Христианское в этом Христе — это взятая на Себя ответственность, не знающая пределов, и в то же время — своеобычность как таковая. Все это не имеет никакого отношения к рядовому, повседневному — к той почве, на которой крепко стоит человек. Надо ли говорить, сколь далеки мы от желания слагать гимны будничности? Тот, кто способен любить Достоевского, едва ли забудет, что человеческое существование простирается и ввысь, и вглубь и что, следовательно, в срединной своей части оно подвержено воздействию и с той, и с другой стороны. Но ни высокого, ни низкого не существует в чистом виде. Поэтому жизнь немыслима без этой срединной части, к которой постоянно апеллируют и «верх», и «низ». Жизнь, лишенная такой сферы, теряет реальность, ибо это — сфера осуществления, пашня и мастерская бытия. Решения в пользу «выси» и «глуби» должны реализоваться именно здесь, чтобы обрести действенность.

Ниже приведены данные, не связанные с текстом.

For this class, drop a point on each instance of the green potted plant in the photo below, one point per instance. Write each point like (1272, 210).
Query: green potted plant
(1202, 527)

Это — сфера осуществления в самом точном смысле слова: она заключает в себе все то, что именуется потенцией, мерой, дисциплиной, порядком, здоровьем, корнями, традицией, а также те важнейшие, хоть подчас и скупо намеченные ценности, которыми определяется основательность существования, воплощенная в так называемом характере. Отсутствие этой срединной сферы в панораме человеческого бытия, созданной Достоевским, пожалуй, главный ее недостаток. Это понимаешь как-то вдруг, замечая, к примеру, что герои его романов заняты всевозможными делами, кроме одного: ни один из них не работает. Под «работой» здесь подразумевается вся сфера повседневного человеческого существования — с его нуждой, его ответственностью и его достоинством.

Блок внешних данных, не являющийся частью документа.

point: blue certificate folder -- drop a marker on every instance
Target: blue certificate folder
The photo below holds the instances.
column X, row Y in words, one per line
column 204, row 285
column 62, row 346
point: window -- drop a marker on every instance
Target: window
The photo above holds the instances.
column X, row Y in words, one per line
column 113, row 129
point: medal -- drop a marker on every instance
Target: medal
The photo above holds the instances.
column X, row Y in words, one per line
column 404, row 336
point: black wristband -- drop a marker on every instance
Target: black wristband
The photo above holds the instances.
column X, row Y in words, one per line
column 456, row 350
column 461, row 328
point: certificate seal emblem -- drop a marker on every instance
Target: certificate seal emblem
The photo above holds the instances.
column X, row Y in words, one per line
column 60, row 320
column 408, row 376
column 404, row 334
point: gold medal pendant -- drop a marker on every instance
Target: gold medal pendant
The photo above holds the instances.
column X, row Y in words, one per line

Эта срединная сфера охватывает также и историческую действительность — иначе говоря, тот уровень, на котором не только рискуют и страдают, но и взращивают корни продолжения человеческого бытия. Именно здесь идеи обретают плоть, импульсы преобразуются в институты, умонастроения претворяются в закон и порядок; действия здесь ответственны, выводы последовательны, а представления реалистичны.
Неудивительно поэтому, что эта область накладывает свой отпечаток и на Церковь, выступающую как конкретно-историческое воплощение христианского начала. По самой сути своей это — Церковь всех, а не только избранных. Церковь повседневного бытия, а не только героических часов. Как и сам человек, она простирается от некоей срединной зоны к верху, в вышину, и к низу, в глубину. Таким образом, Церковь служит выражением не только идеи экстремальности, но и, причем едва ли не в большей мере, повседневных возможностей христианства.